Something warm is spreading through me… what the hell is this? It wasn't pain, it wasn't bloodlust—it was heat, but not the kind that burned, it was alive, comforting and maddening all at once, like fire wrapped in silk, crawling through his veins and curling in his chest. Is my heart... burning? And my belly—what the fuck? It's fluttering like… butterflies? His lips parted in disbelief, eyes narrowing, the edges of his arrogance crumbling for a single breath. What the actual hell is this shit? He'd faced monsters, gods, and death itself, but this—this was the first time he felt like the battlefield wasn't outside of him, but tearing loose from within.

Yes… a man who had never known love, who had only ever felt hunger, ambition, and rage, now found himself swept into something entirely foreign, something irrational, something dangerously real. It made no sense—he was in the heart of battle, surrounded by chaos, with elemental fury roaring at him from all sides—and yet, his mind refused to stay on the storm. It drifted, spiraled, obsessed, not over strategy or survival, but over Liraeth—her body, her lips, her eyes, the way her voice curled in the air like a soft wind just for him, the silver shimmer of her hair, the fierce way she looked at him when she thought he wasn't paying attention, and the unbearable thought that she was out there now, waiting for him, hoping for him, maybe even fearing for him.

And in that moment, something inside him screamed—louder than the wind, louder than the fire, louder than the gods—that he needed to return to her, that he needed to tear this entire realm apart if that's what it took to get back to her side. That was love.
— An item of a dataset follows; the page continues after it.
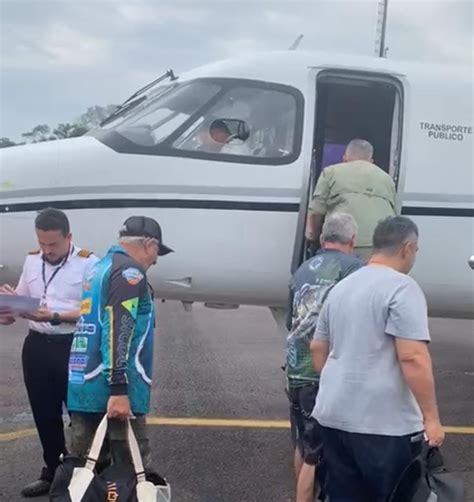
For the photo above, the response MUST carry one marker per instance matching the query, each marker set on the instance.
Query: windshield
(205, 118)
And Sylvaris, the arrogant bastard born from pride and steel, had never tasted it until now.

And as that truth rooted itself in his heart, the harem god system inside him began to rage with life, responding like a beast awoken after a thousand years of slumber, a torrent of crimson energy erupting from deep within his core, wrapping around his sword like a pair of twin serpents, coiling and dancing with the white divine brilliance he had already summoned. The two energies clashed, then merged, love and lust, divinity and hunger, man and god—and the world around him broke.

The very air cracked like shattered glass, lines of destruction webbing outward in every direction, spreading through the sky, the ground, the elemental storm, as if reality itself could no longer contain the force surging through his body. And in the heart of that destruction, Sylvaris raised his sword—and let it speak. A beam of pure annihilation, glowing with crimson and white, tore through the realm like the judgment of a vengeful god, surging straight toward the shadowy entity hiding in the distance, giving it no time to breathe, no chance to resist. Because Sylvaris wasn't fighting for survival anymore. He was fighting to return to her.

"Wait for me, Liraeth… I'm breaking the world just to hold you again," the words slipped from his lips unbidden, soft yet unshakable, spoken not for glory, not for show, but as a promise that pierced through realms and storms alike—and somehow, impossibly, they reached her. A whisper across dimensions, a heartbeat carried on the winds of chaos, and in that single moment, the heart of a young maiden, if not already lost, was now bound forever to him—claimed not by force or fate, but by the madness of love that could shatter worlds.